A nomeação de Jorge Messias para preencher a vaga no Supremo Tribunal Federal (STF), deixada pela saída do ministro Luís Roberto Barroso, reacende um debate persistente na sociedade brasileira: como despolitizar a composição da mais alta corte do país? A constante indagação sobre uma reforma constitucional que pudesse restaurar o caráter essencialmente jurídico do STF ganha agora uma proposta radical, que busca ir além das indicações políticas e questionar a própria necessidade do atual formato do tribunal.
A Inusitada Sugestão de Esvaziamento Progressivo
Diante do cenário atual, uma emenda constitucional inovadora é aventada: impedir a entrada de novos ministros e, a cada saída, manter a cadeira correspondente vazia. Essa medida resultaria em uma redução gradual do número de membros da Corte, passando de onze para dez, depois para nove, e assim sucessivamente, até que o tribunal ficasse completamente desocupado. Longe de prever um caos, os defensores da ideia argumentam que tal esvaziamento revelaria uma percepção já existente, mas raramente vocalizada, sobre a relevância de boa parte dos magistrados atuais.

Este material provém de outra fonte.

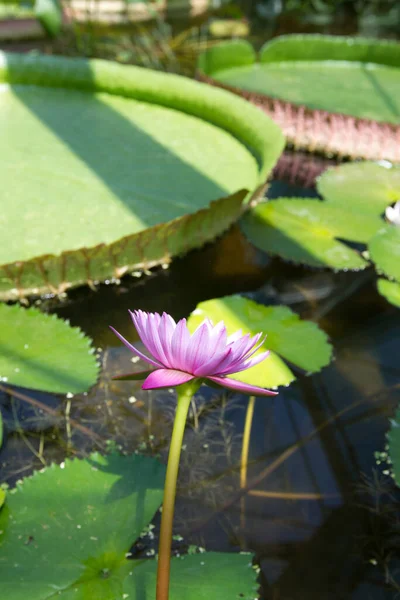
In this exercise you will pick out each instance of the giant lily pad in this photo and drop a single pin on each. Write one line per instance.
(308, 231)
(339, 74)
(109, 168)
(304, 230)
(301, 343)
(314, 86)
(67, 531)
(390, 290)
(43, 352)
(394, 446)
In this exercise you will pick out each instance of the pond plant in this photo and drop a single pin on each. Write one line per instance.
(330, 94)
(186, 360)
(165, 165)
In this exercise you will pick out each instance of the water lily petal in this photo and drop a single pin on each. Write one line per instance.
(179, 343)
(165, 378)
(155, 345)
(198, 350)
(251, 362)
(213, 366)
(151, 361)
(132, 376)
(240, 386)
(165, 330)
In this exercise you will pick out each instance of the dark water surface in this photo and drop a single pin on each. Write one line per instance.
(320, 514)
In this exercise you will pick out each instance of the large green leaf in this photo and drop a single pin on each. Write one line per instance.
(384, 250)
(339, 75)
(390, 290)
(288, 337)
(307, 231)
(49, 13)
(394, 446)
(43, 352)
(68, 529)
(331, 47)
(366, 186)
(113, 168)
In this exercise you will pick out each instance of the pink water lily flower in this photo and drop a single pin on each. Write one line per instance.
(209, 353)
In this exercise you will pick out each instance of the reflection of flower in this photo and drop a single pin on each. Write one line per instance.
(178, 357)
(393, 214)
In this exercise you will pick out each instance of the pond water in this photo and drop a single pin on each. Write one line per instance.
(318, 511)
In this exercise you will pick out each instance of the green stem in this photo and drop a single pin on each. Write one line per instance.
(185, 393)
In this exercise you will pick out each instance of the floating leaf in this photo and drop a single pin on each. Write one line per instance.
(304, 230)
(384, 249)
(43, 352)
(340, 75)
(390, 290)
(81, 521)
(394, 446)
(49, 14)
(126, 163)
(299, 342)
(367, 186)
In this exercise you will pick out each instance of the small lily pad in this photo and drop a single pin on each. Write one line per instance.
(384, 249)
(305, 230)
(394, 446)
(390, 290)
(288, 337)
(366, 186)
(43, 352)
(67, 531)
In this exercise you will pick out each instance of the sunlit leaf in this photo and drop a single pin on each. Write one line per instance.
(308, 231)
(126, 164)
(394, 446)
(43, 352)
(82, 519)
(289, 338)
(384, 249)
(49, 13)
(365, 186)
(340, 75)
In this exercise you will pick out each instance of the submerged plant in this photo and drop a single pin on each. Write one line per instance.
(184, 360)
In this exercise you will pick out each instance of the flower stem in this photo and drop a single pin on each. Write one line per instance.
(185, 393)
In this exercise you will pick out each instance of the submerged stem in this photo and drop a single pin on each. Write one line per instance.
(185, 393)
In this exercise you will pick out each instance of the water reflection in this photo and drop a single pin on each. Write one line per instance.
(315, 507)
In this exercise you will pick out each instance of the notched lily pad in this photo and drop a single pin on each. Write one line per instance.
(132, 167)
(289, 338)
(43, 352)
(304, 230)
(67, 531)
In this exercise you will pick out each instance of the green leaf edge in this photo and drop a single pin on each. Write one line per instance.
(290, 259)
(389, 289)
(300, 47)
(394, 424)
(76, 331)
(156, 245)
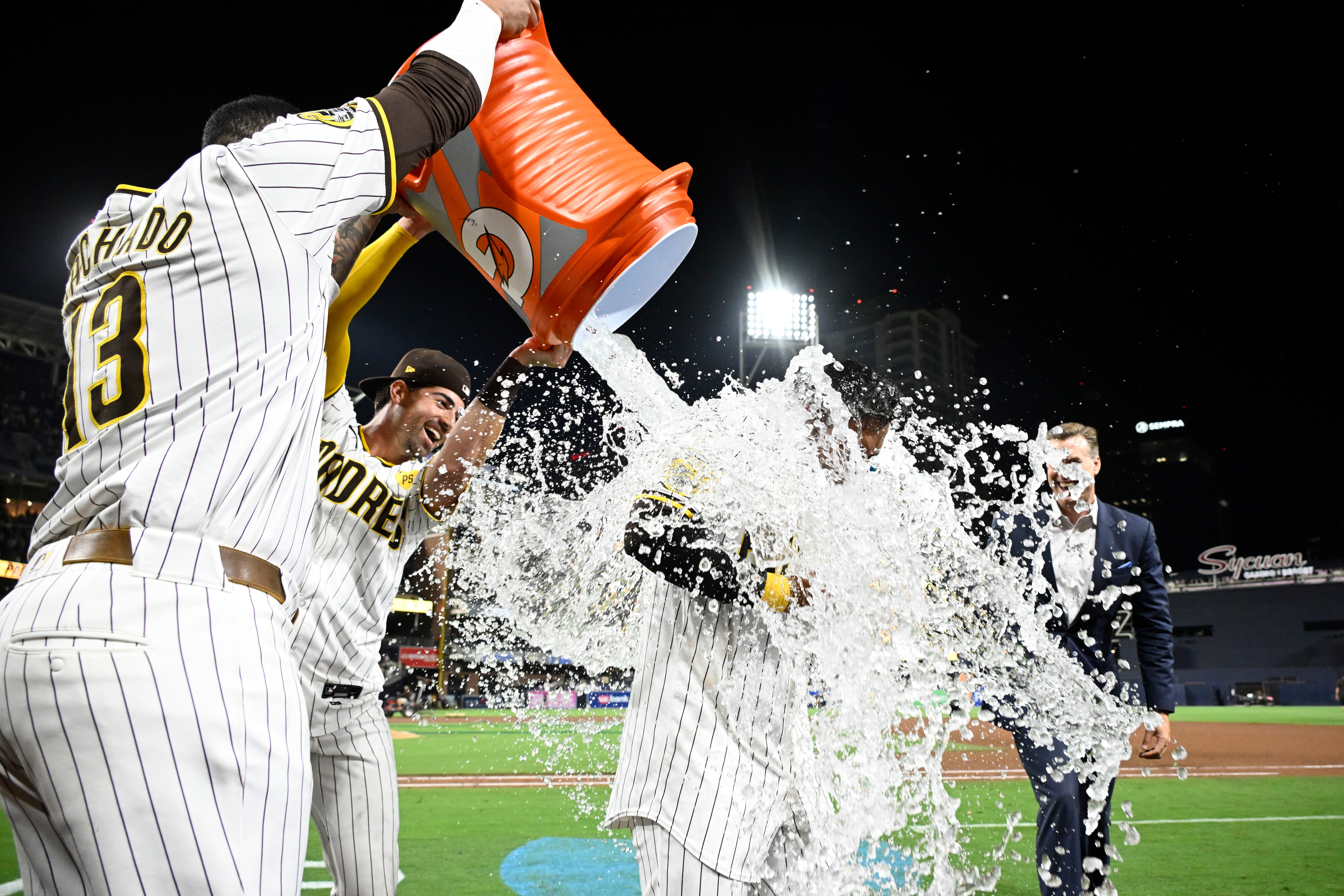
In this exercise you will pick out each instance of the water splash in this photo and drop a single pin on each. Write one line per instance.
(916, 609)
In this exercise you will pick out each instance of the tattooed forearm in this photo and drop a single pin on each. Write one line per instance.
(351, 237)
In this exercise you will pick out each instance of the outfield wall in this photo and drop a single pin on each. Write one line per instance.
(1256, 633)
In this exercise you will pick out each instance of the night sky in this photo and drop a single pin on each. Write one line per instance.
(1128, 213)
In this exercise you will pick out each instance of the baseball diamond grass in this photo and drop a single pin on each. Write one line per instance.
(453, 840)
(507, 747)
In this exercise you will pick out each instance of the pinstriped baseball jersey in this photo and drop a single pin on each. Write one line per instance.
(195, 318)
(705, 749)
(369, 520)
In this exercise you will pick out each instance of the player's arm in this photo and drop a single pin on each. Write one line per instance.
(366, 277)
(666, 536)
(448, 80)
(475, 434)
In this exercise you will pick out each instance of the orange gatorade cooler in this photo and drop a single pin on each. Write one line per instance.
(550, 203)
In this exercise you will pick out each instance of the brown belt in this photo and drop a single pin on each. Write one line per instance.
(113, 546)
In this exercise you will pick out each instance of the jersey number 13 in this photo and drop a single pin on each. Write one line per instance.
(110, 369)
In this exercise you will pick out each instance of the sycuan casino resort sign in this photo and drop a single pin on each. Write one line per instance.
(1267, 566)
(1159, 425)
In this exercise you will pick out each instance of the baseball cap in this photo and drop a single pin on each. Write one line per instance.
(425, 367)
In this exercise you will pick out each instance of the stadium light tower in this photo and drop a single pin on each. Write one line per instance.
(775, 319)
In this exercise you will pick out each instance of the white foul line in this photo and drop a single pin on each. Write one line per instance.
(1197, 821)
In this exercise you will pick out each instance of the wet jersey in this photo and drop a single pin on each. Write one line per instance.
(369, 520)
(195, 316)
(706, 746)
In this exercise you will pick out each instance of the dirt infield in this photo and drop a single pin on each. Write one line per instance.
(1214, 749)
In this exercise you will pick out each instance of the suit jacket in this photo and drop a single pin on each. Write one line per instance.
(1119, 533)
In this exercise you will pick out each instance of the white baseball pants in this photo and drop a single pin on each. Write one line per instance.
(669, 870)
(152, 737)
(355, 805)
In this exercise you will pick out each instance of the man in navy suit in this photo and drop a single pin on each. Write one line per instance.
(1092, 546)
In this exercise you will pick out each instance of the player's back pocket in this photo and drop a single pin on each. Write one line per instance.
(76, 641)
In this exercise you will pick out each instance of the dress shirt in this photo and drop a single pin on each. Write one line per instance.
(1073, 547)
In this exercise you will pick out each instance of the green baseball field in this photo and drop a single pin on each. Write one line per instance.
(1261, 809)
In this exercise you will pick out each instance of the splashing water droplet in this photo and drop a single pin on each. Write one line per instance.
(905, 596)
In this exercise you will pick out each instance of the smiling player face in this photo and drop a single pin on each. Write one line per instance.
(421, 418)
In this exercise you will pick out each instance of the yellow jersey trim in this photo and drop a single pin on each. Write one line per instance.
(363, 444)
(390, 148)
(655, 496)
(779, 592)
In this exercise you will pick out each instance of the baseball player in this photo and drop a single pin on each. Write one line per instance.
(378, 502)
(154, 735)
(705, 774)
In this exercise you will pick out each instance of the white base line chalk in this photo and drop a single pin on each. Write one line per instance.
(1195, 821)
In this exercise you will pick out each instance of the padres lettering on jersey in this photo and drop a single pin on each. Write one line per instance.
(367, 522)
(195, 318)
(338, 480)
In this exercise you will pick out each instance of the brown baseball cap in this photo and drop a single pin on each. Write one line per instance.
(425, 367)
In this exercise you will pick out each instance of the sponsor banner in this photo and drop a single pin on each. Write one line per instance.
(1224, 561)
(609, 699)
(1159, 425)
(419, 657)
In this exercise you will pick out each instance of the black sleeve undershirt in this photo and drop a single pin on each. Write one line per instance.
(678, 553)
(431, 103)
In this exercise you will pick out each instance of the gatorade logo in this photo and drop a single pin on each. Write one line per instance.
(499, 245)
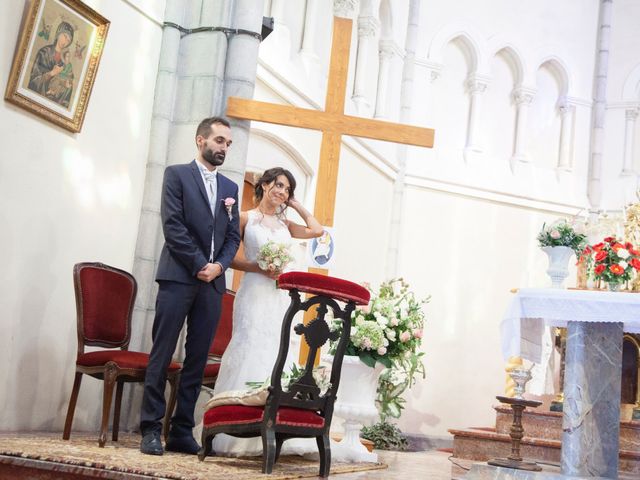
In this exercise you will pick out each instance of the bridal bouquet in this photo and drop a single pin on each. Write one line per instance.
(274, 257)
(562, 234)
(389, 330)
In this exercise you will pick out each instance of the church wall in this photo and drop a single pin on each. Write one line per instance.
(362, 219)
(466, 253)
(623, 98)
(67, 198)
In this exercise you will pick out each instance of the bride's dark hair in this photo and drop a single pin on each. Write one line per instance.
(269, 176)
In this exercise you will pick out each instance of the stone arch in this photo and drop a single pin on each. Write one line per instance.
(288, 150)
(514, 60)
(559, 70)
(472, 42)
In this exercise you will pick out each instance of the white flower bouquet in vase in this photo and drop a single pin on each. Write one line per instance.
(274, 257)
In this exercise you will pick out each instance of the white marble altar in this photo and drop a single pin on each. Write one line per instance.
(595, 321)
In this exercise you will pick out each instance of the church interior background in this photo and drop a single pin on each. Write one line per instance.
(508, 87)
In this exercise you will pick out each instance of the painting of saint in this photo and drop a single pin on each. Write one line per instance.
(56, 60)
(52, 71)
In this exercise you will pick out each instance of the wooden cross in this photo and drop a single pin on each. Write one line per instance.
(333, 123)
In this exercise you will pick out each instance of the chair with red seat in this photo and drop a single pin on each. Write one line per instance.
(104, 304)
(218, 346)
(301, 410)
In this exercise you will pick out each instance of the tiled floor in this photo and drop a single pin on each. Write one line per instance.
(432, 465)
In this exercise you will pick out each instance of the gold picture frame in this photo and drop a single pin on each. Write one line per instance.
(56, 61)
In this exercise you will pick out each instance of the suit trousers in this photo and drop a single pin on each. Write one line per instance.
(200, 304)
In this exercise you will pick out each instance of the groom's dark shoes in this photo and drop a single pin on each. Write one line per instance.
(186, 444)
(151, 444)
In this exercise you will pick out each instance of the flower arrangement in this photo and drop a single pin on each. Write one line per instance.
(389, 330)
(274, 257)
(562, 234)
(612, 261)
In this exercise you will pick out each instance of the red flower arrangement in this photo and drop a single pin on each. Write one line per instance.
(613, 261)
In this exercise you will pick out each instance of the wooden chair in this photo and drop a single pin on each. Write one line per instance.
(218, 346)
(104, 303)
(301, 411)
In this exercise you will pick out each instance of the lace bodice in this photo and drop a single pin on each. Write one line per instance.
(259, 230)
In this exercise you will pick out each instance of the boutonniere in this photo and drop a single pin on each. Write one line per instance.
(228, 204)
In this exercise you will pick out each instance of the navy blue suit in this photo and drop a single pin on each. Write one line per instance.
(188, 224)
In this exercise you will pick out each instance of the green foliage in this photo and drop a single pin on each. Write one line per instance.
(562, 234)
(389, 330)
(385, 436)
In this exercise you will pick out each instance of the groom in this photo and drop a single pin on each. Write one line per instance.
(200, 223)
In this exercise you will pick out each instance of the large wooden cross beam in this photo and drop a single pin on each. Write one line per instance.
(333, 123)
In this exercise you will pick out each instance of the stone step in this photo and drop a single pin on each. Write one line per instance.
(548, 425)
(481, 445)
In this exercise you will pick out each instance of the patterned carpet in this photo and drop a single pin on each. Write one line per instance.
(123, 456)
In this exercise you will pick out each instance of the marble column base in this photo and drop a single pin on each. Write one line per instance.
(487, 472)
(591, 414)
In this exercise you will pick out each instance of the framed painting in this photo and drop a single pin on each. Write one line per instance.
(56, 61)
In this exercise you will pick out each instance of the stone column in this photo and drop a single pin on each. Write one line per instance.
(476, 86)
(591, 412)
(189, 87)
(385, 54)
(240, 81)
(309, 33)
(567, 115)
(522, 97)
(277, 12)
(345, 8)
(150, 231)
(594, 189)
(368, 30)
(406, 105)
(629, 140)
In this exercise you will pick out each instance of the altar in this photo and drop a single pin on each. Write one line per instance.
(595, 321)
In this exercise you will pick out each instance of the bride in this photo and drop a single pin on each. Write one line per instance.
(259, 306)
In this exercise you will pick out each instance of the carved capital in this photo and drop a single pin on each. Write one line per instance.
(566, 108)
(368, 26)
(523, 95)
(476, 85)
(631, 114)
(385, 48)
(345, 8)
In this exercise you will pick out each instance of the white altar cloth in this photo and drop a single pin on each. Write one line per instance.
(531, 309)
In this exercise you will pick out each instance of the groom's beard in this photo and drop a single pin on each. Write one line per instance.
(215, 159)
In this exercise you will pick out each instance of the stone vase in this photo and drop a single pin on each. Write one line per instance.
(614, 286)
(558, 269)
(356, 405)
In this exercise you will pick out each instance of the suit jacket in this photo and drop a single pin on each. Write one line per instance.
(188, 224)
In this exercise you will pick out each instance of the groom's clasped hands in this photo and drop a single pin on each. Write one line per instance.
(209, 272)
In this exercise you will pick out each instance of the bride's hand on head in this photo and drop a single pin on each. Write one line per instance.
(293, 203)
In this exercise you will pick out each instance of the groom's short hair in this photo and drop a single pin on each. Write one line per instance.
(204, 129)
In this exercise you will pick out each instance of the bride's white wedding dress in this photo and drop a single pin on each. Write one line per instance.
(258, 311)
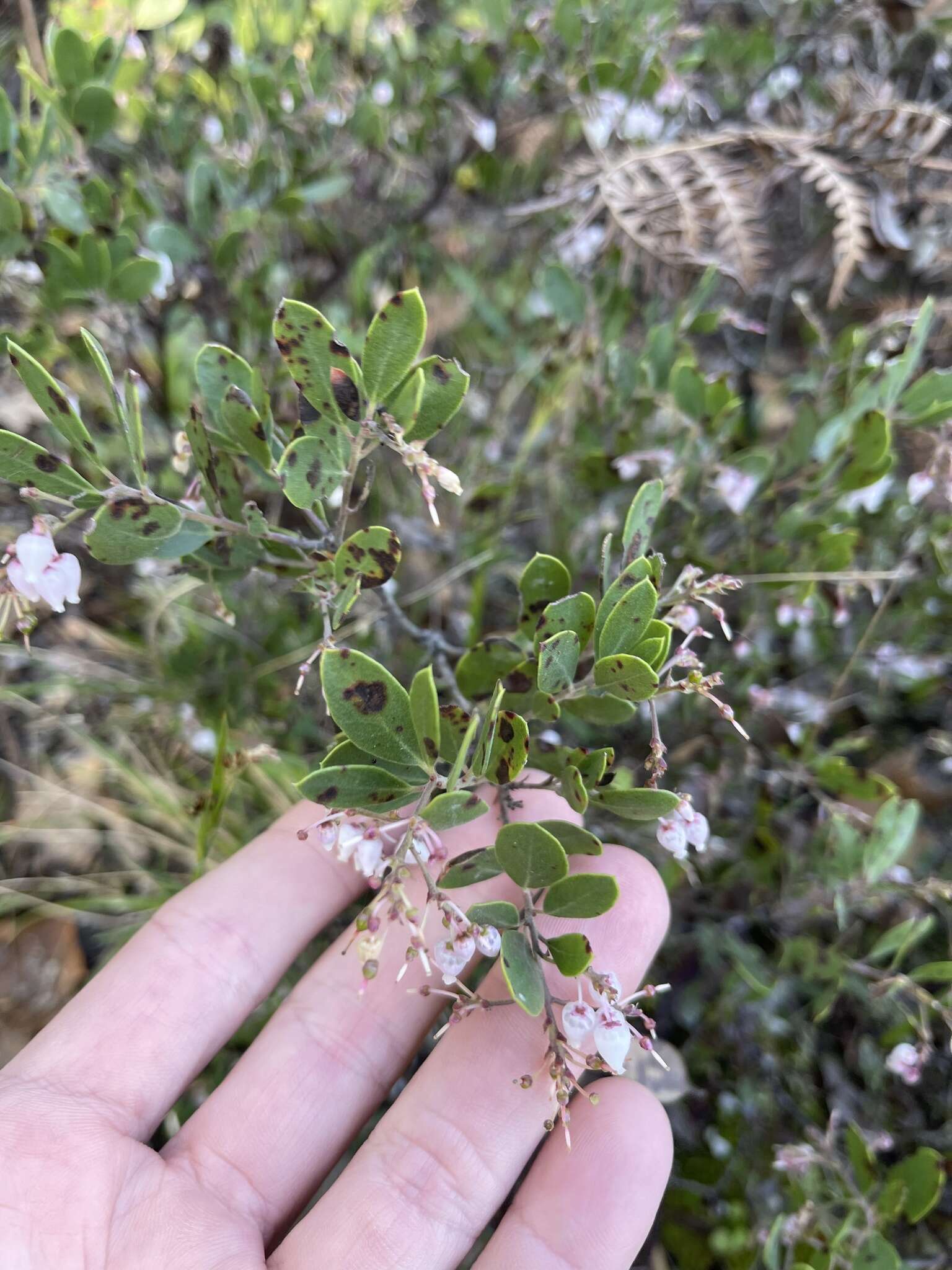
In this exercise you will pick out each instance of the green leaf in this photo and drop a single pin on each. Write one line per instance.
(311, 469)
(531, 855)
(52, 401)
(505, 750)
(94, 112)
(573, 789)
(425, 708)
(632, 573)
(932, 972)
(575, 841)
(312, 356)
(454, 724)
(626, 624)
(876, 1254)
(641, 804)
(892, 833)
(368, 705)
(924, 1178)
(494, 912)
(24, 463)
(522, 973)
(372, 556)
(470, 868)
(582, 895)
(565, 295)
(570, 953)
(573, 613)
(218, 368)
(444, 385)
(558, 659)
(367, 789)
(130, 528)
(220, 483)
(641, 518)
(480, 668)
(243, 425)
(135, 280)
(464, 751)
(71, 59)
(626, 676)
(11, 211)
(542, 580)
(450, 810)
(394, 340)
(405, 404)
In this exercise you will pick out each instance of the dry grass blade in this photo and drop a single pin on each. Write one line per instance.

Ausências Notadas e Presenças Questionadas
Observa-se que a ausência de ministros, como o próprio Barroso ou Rosa Weber, não gerou lacunas significativas no ambiente jurídico. Enquanto suas presenças podem ter ressonância em outras esferas, a dimensão estritamente legal de suas saídas passou, para muitos, despercebida. Em contrapartida, a chegada de novos nomes, como Jorge Messias e Flávio Dino, tem sido frequentemente interpretada por críticos como um peso adicional, gerando uma percepção de que certas presenças são mais sentidas como um fardo do que como um fortalecimento do Judiciário. A redução progressiva, portanto, não apenas não geraria instabilidade, como também exporia a irrelevância jurídica de alguns membros, além de dispensar sua relevância política, já que o país já possui representantes políticos em excesso nos demais Poderes.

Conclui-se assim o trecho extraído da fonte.